LIFA Lotungard by Heilung

Release date: August 9, 2024
Label: Seasons of Mist

Five years ago, something caught me off-guard during the winter of 2019. It was December 12th of that year, and I was watching The Game Awards right before the Christmas holiday. When they announced a follow-up sequel to Hellblade: Senua’s Sacrifice which came out in August of 2017, they premiered the trailer (Senua’s Saga: Hellblade II) for the sequel as the main character Senua was going through this mental singing that resembles the vibrations of fellow Zeuhl maestros, MAGMA.

It took me by surprise to find out what the hell was that. It was a band called Heilung. The band have been around for ten years from its origins in Germany, Denmark, and Norway. Their music brings to mind the genres of ethnic music, industrial rock, folk, neo-folk, the Iron Age, and Viking Age. They’ve described it as amplified history from early medieval northern Europe.

Now onto the story, when the band premiered at The Game Awards last year performing ‘Seidh’ which appeared in the game, they completely stole the show. I wish The Game Awards would have something like this, rather than the massive celebrities and muppetry, bullshit nonsense and understand there’s more than just the big names and bring out the big guns that is needed.

 

That and this incredible live recording the band did at Red Rocks in October of 2021 in Denver, Colorado entitle Lifa lotungard, which is their second live album released this year and follow-up to the first live Lifa album which was recorded at the Castlefest in the Netherlands. They take audiences back in time to where the power and intensity come in full swing by giving the Amphitheater, an evening they’ll never forget.
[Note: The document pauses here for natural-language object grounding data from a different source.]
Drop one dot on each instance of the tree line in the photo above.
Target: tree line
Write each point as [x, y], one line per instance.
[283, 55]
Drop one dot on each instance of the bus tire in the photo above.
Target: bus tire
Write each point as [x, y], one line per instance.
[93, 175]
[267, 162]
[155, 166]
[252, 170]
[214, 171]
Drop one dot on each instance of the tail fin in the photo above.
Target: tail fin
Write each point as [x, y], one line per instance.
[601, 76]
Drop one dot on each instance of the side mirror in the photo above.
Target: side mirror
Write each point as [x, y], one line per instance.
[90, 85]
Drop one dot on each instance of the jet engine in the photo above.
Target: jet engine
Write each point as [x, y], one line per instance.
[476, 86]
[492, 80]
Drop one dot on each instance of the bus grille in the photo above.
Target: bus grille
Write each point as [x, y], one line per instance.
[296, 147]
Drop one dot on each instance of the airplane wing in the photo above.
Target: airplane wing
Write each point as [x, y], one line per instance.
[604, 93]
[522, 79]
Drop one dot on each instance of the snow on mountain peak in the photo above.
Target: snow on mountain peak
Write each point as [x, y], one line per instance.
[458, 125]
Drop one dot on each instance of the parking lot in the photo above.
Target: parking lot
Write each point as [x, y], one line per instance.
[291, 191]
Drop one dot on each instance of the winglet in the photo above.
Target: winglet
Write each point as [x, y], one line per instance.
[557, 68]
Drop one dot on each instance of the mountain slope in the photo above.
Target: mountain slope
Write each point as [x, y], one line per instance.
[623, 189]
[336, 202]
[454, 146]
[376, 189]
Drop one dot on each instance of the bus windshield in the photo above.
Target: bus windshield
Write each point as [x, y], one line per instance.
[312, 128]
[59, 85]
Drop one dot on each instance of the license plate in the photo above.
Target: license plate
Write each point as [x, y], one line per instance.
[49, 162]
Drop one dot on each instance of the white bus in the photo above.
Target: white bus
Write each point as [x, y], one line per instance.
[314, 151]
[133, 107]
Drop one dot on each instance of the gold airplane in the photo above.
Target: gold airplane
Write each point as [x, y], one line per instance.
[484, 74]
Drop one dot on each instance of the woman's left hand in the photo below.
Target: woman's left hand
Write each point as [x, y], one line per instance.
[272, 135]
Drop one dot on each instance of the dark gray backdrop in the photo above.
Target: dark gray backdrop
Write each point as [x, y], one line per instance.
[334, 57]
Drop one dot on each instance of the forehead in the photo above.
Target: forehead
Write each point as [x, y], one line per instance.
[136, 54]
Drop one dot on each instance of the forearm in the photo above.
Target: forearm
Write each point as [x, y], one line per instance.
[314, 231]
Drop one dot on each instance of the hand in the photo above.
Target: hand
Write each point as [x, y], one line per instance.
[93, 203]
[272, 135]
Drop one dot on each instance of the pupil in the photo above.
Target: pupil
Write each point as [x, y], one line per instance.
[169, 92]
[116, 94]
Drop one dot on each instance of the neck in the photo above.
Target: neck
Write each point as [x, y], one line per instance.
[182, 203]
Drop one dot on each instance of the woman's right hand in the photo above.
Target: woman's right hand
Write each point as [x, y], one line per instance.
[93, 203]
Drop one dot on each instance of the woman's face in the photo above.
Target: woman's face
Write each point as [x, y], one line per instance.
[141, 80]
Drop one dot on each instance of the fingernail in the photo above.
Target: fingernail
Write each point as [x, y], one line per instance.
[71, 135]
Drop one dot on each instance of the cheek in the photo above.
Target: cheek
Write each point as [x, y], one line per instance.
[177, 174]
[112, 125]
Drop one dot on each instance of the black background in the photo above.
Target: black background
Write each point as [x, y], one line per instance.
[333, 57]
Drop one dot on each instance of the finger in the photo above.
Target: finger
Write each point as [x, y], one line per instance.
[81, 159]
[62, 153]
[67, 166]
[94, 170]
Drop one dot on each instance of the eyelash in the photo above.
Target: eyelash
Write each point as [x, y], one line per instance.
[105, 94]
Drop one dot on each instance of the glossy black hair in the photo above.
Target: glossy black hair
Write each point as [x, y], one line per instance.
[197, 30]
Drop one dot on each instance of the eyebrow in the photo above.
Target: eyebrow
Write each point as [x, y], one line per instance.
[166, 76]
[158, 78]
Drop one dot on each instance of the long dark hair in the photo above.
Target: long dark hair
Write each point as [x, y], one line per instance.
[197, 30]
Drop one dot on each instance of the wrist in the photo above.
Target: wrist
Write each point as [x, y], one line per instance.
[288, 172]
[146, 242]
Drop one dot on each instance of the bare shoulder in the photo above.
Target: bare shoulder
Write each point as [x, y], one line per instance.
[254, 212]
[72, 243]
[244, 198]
There’s no denying that Heilung are the band worth seeing. Listening to the Red Rocks performance, you can just close your eyes and imagine yourself being at the venue, showing your support, being a part of the ritual, doing their call-and-response to the chants which adds more intensity to the flaming fires they build up to pay tribute towards the Mongolian throat singing atmosphere in the republic of Tuva.

Here and now, Heilung hypnotises the percussive vibrations which howls off into the Colorado sky, knowing they’ve completed their mission. If you’re very new to the world of Heilung’s music, then this is a complete start to see what you’re missing. Because once this is over, you want to go back and listen to it again and again to find pieces of the puzzle and the clues they left behind.